The right to life guaranteed under Article 21 of the Constitution of India, it added, was paramount and by implication, in a case where the commission of a non-bailable offence is alleged, the right to life of an accused person cannot be put at peril.
The Allahabad HC says the apprehension to life in the current scenario is a ground for grant of anticipatory bail. Also says EC, the higher courts and the government failed to fathom the disastrous consequences of permitting state and #panchayat elections.#COVID19India pic.twitter.com/oG7tSCxYyc
— The Leaflet (@TheLeaflet_in) May 11, 2021
“The allegations may be serious against an accused but the presumption of innocence in his favour cannot be dispelled only on the basis of the allegation. An accused who has not been subjected to trial and not even a police investigation has been completed against him in many cases, cannot be compelled to surrender and obtain regular bail in the current circumstances”, the high court said.

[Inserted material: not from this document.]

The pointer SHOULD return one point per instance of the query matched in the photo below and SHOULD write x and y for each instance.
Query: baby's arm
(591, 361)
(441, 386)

A bench of Justice Siddharth passed this order while granting anticipatory bail to an accused who allegedly committed forgery, cheating and fraud.
Justice Siddharth said the second wave of novel coronavirus had given rise to apprehension in the accused of his death. If he is arrested and subjected to the subsequent procedures of detention in lock-up, production before a magistrate, grant or rejection of bail or incarceration in jail, etc., the apprehension to his life will certainly arise.
The high court relied upon the Supreme Court’s decision in the Siddique Kappan case in which it held that the fundamental right to life unconditionally embraces even an undertrial. It also relied upon the apex court’s decision in the suo motu case to decongest jails.
The bench observed that the state had not given any assurance of protection of the accused persons, who are in jail and may be sent to jail, regarding their protection from contracting the coronavirus infection.
It went on to hold that the established parameters for grant of anticipatory bail – like the nature and gravity of accusation, the criminal antecedent of the applicant, the possibility of fleeing from justice and whether the accusation had been made for injuring and humiliating the applicant by getting him arrested – had now lost significance on account of the present situation in the state and the country on account of the spread of the second coronavirus wave.
EC, higher courts, government failed
The court also observed that the Election Commission, the higher courts and the government had failed to assess the disastrous consequences of permitting elections in a few states and holding the panchayat polls in UP.
“The infection of novel coronavirus, which had not reached the village population in its first wave … has now spread to the villages,” the high court said.
It noted that the state lacked preparation and resources to tackle the second wave of the pandemic.